4/18/2018                    Patent Serial No. 9,947,322          NAU Case 2013-015

Title: “Systems and Methods for Automated Evaluation of Human Speech”

This invention is a method of detecting prosody in human speech in terms of prominent syllables, tone units, and tonic syllable tone choices as defined by David Brazil’s framework for representing prosodic features in discourse. It automatically determines these communicative features from a raw audio wave file in steps: 1) determine the phones that make up the utterance, 2) group the phones into syllables, 3) identify the prominent syllables, 4) divide the utterance into tone units, 5) determine the tone (falling, rising, rising-falling, falling-rising, or neutral) of the tonic syllables (last prominent syllable in a tone unit), and 6) determine the pitch (low, mid, or high) of the tonic syllables. The invention develops a program, which can be used for language learners, teachers, linguists, electronic engineers, computer scientists, or anyone in speech communication, who wish to better operationalize the property of human speech into a machine. Employing a text-independent system, the current invention provides a unique model for salient features of prosody in spoken parameters and integrates the stress and pitch tone features relevant to improving the performance of automated speech systems.


9/18/2022 – present (ongoing)

Kang, O., Looney, S., Hansen, J., & Hirschi, K. (2023). Second Language University Speech Intelligibility Corpus (L2 USL). Linguistic Data Consortium. Philadelphia.


Title: Second Language Speech Production: Formulation  of Objective Speech Intelligibility Measures and Learner-Specific Feedback. (NSF, EAGER Funding, 2021-2023)

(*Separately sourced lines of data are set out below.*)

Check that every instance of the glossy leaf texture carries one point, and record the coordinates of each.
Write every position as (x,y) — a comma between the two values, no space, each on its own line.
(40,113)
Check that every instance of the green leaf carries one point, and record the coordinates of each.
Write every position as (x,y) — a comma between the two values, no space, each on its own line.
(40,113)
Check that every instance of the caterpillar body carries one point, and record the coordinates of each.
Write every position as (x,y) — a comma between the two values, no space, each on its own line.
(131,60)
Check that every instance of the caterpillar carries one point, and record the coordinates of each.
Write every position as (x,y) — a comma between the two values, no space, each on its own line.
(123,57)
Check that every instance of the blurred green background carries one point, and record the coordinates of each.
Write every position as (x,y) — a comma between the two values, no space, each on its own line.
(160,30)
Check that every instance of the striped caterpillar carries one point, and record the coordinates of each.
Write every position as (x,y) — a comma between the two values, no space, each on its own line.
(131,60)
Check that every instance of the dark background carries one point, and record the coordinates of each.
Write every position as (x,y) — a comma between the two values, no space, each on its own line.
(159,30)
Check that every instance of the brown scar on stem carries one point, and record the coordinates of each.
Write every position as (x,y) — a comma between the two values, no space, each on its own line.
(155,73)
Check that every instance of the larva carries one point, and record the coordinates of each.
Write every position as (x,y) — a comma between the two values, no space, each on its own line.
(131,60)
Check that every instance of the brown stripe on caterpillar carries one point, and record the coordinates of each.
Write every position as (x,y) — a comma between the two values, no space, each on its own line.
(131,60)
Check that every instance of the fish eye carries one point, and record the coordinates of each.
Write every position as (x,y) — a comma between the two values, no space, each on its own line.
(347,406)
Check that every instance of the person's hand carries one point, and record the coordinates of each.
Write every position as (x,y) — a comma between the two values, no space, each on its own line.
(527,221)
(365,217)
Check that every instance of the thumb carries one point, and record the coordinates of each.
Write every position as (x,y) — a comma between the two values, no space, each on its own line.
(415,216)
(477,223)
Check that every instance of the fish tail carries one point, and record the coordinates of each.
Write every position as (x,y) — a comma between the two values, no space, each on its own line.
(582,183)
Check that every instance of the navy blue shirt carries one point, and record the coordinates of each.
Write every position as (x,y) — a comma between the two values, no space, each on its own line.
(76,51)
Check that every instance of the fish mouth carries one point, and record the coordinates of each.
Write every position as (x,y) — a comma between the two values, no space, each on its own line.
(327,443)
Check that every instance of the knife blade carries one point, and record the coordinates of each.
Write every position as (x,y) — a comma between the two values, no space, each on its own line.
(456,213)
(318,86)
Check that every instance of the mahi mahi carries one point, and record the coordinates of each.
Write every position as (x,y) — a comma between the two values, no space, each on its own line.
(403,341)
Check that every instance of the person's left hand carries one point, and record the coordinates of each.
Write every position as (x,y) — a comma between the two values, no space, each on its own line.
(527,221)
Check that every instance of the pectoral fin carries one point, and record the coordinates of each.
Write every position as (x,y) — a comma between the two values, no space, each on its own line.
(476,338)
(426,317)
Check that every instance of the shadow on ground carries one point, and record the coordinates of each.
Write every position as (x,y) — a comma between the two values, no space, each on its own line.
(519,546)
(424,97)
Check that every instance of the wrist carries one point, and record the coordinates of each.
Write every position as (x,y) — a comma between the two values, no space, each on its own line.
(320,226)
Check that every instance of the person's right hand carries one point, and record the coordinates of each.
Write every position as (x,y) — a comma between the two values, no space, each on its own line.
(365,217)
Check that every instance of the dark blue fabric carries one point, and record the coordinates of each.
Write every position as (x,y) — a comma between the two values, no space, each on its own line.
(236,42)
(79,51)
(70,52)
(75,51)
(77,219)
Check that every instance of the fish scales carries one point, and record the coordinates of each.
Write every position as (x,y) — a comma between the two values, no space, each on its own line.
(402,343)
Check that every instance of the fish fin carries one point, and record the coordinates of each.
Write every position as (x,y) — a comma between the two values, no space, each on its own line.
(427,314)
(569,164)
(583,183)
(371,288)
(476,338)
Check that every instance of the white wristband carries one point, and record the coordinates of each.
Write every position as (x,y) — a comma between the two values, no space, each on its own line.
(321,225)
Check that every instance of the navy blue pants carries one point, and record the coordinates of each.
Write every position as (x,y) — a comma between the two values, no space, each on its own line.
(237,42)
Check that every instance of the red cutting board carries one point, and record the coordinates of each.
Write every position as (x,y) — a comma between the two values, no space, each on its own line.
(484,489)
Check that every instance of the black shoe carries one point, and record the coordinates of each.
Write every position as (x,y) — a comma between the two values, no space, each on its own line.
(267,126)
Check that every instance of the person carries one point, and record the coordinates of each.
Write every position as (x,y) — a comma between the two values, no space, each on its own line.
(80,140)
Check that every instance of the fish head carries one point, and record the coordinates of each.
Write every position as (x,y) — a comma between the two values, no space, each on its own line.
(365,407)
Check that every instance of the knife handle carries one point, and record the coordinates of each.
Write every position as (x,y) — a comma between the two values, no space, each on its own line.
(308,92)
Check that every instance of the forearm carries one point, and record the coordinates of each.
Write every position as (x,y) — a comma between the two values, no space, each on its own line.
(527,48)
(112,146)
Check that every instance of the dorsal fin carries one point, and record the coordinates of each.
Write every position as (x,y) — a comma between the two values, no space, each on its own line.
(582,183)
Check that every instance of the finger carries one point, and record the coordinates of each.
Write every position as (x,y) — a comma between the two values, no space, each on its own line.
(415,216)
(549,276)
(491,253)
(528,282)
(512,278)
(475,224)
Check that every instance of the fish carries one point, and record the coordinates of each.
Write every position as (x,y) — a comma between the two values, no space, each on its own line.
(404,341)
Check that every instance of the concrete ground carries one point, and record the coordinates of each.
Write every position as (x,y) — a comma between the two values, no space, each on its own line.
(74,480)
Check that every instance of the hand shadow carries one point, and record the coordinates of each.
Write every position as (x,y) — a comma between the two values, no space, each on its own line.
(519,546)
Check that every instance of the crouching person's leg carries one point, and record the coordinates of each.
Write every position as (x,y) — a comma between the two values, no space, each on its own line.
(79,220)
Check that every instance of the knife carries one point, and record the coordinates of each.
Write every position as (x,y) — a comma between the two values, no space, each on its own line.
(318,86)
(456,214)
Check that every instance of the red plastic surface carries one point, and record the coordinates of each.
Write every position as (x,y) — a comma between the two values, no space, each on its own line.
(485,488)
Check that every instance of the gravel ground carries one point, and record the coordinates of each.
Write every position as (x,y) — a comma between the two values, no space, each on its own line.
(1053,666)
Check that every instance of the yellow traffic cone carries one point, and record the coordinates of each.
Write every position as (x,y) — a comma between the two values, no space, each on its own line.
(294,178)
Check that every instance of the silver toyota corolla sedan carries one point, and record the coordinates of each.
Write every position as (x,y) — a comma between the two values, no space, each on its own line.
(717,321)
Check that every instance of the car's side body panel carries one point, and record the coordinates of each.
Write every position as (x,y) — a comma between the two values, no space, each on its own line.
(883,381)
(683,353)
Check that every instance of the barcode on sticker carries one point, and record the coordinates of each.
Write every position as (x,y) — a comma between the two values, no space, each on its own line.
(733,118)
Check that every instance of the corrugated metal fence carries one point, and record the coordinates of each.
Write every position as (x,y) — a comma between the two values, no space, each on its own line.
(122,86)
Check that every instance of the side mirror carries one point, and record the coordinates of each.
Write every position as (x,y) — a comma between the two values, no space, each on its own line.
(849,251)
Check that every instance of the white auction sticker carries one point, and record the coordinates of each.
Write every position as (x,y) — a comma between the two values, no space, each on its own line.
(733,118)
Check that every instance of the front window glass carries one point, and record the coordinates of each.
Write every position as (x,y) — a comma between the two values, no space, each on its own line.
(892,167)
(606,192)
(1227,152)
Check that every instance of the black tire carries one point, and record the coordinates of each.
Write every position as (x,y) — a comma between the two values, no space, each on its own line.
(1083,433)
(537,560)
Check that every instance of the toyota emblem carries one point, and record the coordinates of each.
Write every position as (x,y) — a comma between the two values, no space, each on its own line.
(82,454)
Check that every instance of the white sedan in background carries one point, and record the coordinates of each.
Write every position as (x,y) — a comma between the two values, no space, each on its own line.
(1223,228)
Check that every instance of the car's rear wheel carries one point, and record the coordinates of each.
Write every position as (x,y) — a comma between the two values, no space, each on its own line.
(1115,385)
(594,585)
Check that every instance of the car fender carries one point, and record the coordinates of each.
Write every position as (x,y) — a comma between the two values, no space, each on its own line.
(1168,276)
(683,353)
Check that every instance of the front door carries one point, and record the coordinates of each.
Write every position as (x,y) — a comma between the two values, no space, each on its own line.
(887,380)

Part 1: Broad Description: This Early-concept Grants for Exploratory Research (EAGER) funding project focuses on exploring and developing a novel operational collection of speech, language and perception-based measures to objectively assess speech intelligibility for second language (L2) speech production, as well as providing effective learner-specific feedback. With the rise of English as an international language, intelligibility-based successful communication has been emphasized over native-like accents. However, L2 teachers often raise concerns about learners’ slow or stagnant pronunciation progress. Several primary reasons for this problem may include difficulties in perceptually discerning changes in learners’ speech and interpreting learners’ speech patterns without any learner-specific intelligibility assessment profile. Today, teachers have no systematic way to assess each student’s speech changes, nor can students monitor and track feedback related to their pronunciation learning progression. Therefore, an exploratory and transformative method is introduced for measuring speech intelligibility that provides both teachers and learners with objective and individualized feedback. This  exploratory project is proposed for EAGER funding  in order to establish a baseline working framework for operational objective measure creation, and proof-of-concept assessment feedback for teachers and learners. This approach will help teachers gauge learners’ intelligibility levels and allow learners to self-regulate their learning progress incrementally over time. The long-term innovation is expected to benefit skilled US professionals from non-English speaking countries, who work in various STEM (science, technology, engineering, and mathematics) fields. Additionally, this interdisciplinary project provides various opportunities for hands-on training and experience for both graduate and undergraduate students in the fields of language education, applied linguistics, computer engineering, and speech technology.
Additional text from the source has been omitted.